In parallelogram ABCD, diagonal BD has length 36 cm. P and Q are the centroids of triangles ABC and ADC respectively. What is the length (in cm) of segment PQ joining these two centroids?

Introduction / Context:
This question uses vector or coordinate ideas about centroids in triangles inside a parallelogram. The key fact is that the centroid of a triangle is the average of its vertex position vectors. By writing the centroids of triangles ABC and ADC in terms of the vertices of the parallelogram, we can express the vector PQ in terms of the diagonal BD and then find its length using the given diagonal length.

Given Data / Assumptions:

• ABCD is a parallelogram.
• Diagonal BD has length 36 cm.
• P is the centroid of triangle ABC.
• Q is the centroid of triangle ADC.
• We must find the length of PQ.

Concept / Approach:
In vector form, if a triangle has vertices X, Y and Z, its centroid is at (X + Y + Z) / 3. For parallelogram ABCD, we can introduce vectors for the vertices and write P and Q using the centroid formula. When we take the difference Q − P, many terms cancel and the result can be expressed as a simple fraction of the diagonal vector from B to D. The magnitude of PQ then becomes a fixed fraction of the length of BD, independent of the specific shape of the parallelogram.

Step-by-Step Solution:
Step 1: Let the position vectors of A, B, C and D be a, b, c and d respectively. Step 2: For parallelogram ABCD, we have c = b + d − a, but we only need consistent labelling for centroid formulas. Step 3: Centroid of triangle ABC is P = (a + b + c) / 3. Step 4: Centroid of triangle ADC is Q = (a + d + c) / 3. Step 5: Compute vector PQ = Q − P = [(a + d + c) − (a + b + c)] / 3 = (d − b) / 3. Step 6: Note that vector from B to D is BD = d − b, so PQ = (1 / 3) * BD. Step 7: Therefore length of PQ = (1 / 3) * length of BD = (1 / 3) * 36 cm = 12 cm.

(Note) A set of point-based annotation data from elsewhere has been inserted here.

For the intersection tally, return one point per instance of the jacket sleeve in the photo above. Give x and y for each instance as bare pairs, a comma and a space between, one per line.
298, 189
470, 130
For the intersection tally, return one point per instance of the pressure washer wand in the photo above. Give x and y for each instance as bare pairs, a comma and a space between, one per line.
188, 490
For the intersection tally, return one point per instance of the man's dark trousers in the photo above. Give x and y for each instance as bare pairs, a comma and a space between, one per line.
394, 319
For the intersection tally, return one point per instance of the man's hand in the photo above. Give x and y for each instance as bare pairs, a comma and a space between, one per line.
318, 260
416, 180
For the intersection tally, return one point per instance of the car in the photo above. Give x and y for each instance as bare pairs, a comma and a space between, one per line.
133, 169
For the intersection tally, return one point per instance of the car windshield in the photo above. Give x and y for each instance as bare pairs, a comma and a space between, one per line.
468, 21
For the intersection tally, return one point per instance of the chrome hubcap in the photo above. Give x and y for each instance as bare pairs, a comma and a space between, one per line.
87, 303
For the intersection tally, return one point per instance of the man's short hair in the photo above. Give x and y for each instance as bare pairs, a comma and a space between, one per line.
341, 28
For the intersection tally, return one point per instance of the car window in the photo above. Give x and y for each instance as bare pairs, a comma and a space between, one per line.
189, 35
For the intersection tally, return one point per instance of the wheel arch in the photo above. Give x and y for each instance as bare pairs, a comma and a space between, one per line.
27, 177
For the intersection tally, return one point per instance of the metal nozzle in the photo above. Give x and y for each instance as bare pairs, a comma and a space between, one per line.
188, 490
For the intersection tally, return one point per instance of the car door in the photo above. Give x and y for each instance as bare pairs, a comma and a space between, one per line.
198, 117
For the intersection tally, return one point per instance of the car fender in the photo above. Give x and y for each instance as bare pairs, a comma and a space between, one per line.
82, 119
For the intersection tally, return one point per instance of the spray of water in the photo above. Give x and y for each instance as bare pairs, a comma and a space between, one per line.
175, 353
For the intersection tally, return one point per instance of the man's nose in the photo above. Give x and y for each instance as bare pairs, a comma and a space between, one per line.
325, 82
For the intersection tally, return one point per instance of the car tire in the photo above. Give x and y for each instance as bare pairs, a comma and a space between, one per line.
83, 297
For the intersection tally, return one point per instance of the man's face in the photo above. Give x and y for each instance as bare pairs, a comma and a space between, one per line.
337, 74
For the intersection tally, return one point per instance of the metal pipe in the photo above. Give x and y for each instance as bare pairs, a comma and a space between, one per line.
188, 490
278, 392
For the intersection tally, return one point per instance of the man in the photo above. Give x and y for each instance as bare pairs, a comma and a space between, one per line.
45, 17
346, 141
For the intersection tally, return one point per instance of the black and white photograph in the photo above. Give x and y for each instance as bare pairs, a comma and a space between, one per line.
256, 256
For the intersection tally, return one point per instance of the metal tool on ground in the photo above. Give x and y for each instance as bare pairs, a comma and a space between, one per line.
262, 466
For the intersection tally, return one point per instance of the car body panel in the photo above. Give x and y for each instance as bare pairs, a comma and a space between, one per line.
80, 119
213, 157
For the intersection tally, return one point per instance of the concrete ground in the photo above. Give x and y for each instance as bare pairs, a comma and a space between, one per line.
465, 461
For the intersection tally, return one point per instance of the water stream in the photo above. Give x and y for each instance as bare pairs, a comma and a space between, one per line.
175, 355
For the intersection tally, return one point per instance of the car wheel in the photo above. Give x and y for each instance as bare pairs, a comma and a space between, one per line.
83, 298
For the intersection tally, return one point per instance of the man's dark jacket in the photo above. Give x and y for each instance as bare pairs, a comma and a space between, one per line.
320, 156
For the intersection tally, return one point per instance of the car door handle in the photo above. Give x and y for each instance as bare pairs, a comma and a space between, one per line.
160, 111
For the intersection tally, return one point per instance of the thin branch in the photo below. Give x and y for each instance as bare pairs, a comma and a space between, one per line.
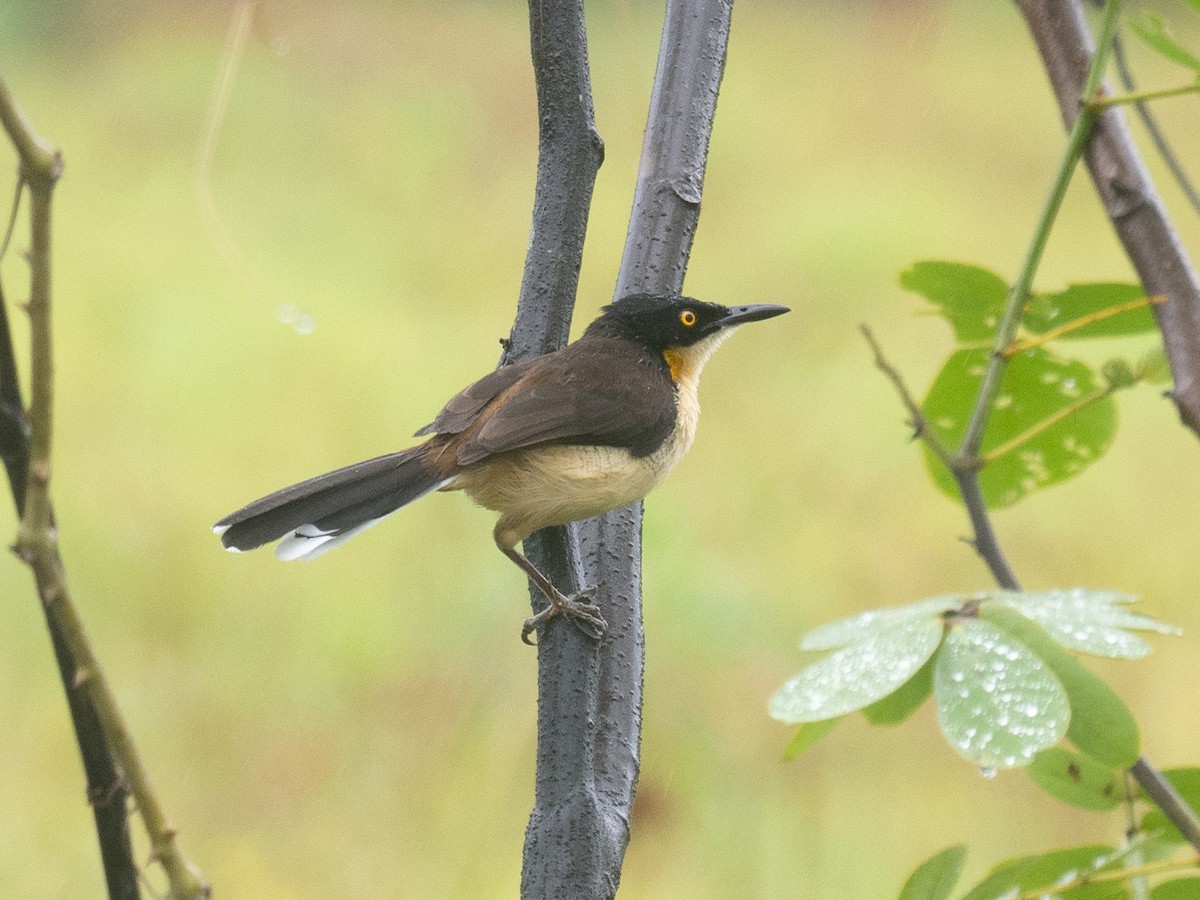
1019, 295
1156, 135
1128, 195
36, 537
576, 837
1045, 337
1138, 97
917, 419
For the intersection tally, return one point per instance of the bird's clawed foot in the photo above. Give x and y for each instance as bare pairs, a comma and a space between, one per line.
586, 616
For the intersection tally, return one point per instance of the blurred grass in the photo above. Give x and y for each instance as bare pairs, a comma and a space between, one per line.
364, 726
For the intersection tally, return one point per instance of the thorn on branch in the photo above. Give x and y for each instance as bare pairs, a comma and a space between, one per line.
103, 796
917, 421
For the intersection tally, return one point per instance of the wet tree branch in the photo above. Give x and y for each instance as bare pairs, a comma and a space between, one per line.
100, 727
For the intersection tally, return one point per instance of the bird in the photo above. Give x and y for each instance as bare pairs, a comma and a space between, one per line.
564, 436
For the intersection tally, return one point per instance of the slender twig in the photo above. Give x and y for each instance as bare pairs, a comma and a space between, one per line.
12, 214
1018, 347
917, 419
1167, 798
984, 540
1156, 135
1158, 867
36, 537
1019, 295
575, 840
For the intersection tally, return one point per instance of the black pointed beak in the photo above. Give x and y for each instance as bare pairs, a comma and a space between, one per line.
742, 315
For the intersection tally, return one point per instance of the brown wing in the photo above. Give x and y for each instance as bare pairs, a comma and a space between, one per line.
465, 406
595, 391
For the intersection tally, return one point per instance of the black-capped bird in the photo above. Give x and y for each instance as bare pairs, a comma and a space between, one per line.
565, 436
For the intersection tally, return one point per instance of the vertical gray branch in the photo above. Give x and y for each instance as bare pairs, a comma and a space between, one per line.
589, 695
569, 850
1129, 197
107, 791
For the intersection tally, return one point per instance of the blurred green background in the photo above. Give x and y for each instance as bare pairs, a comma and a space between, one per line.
364, 726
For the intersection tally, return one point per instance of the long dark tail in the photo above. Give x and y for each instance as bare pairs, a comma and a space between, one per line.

Verification / Alternative check:
We can choose a specific parallelogram to check the ratio. For example, let B at (0, 0) and D at (36, 0) and choose A and C appropriately to form a parallelogram. After computing centroids of triangles ABC and ADC using coordinates, the distance between the centroids will be 12 units, exactly one third of the distance between B and D. Trying several different parallelogram shapes with diagonal BD of length 36 confirms that PQ always equals one third of BD, confirming the general vector result.

Why Other Options Are Wrong:
If PQ were 6 cm, 9 cm, 18 cm or 24 cm, the ratio PQ : BD would be 1 : 6, 1 : 4, 1 : 2 or 2 : 3 respectively, none of which match the one third factor derived from the centroid formulas. These values conflict with the algebraic relation PQ = (1 / 3) BD and would not hold across all parallelograms. Only 12 cm maintains the correct fixed fraction for any parallelogram with diagonal BD of length 36 cm.

Common Pitfalls:
A common mistake is to assume that centroids lie on diagonals of the parallelogram in a simple way without calculation, or to confuse midpoints with centroids. Another error is to treat P and Q as midpoints of segments, which leads to incorrect fractions of BD. Using vector or coordinate notation to write centroids explicitly and then subtracting them is the cleanest route and prevents these confusions.

Final Answer:
The length of PQ is 12 cm.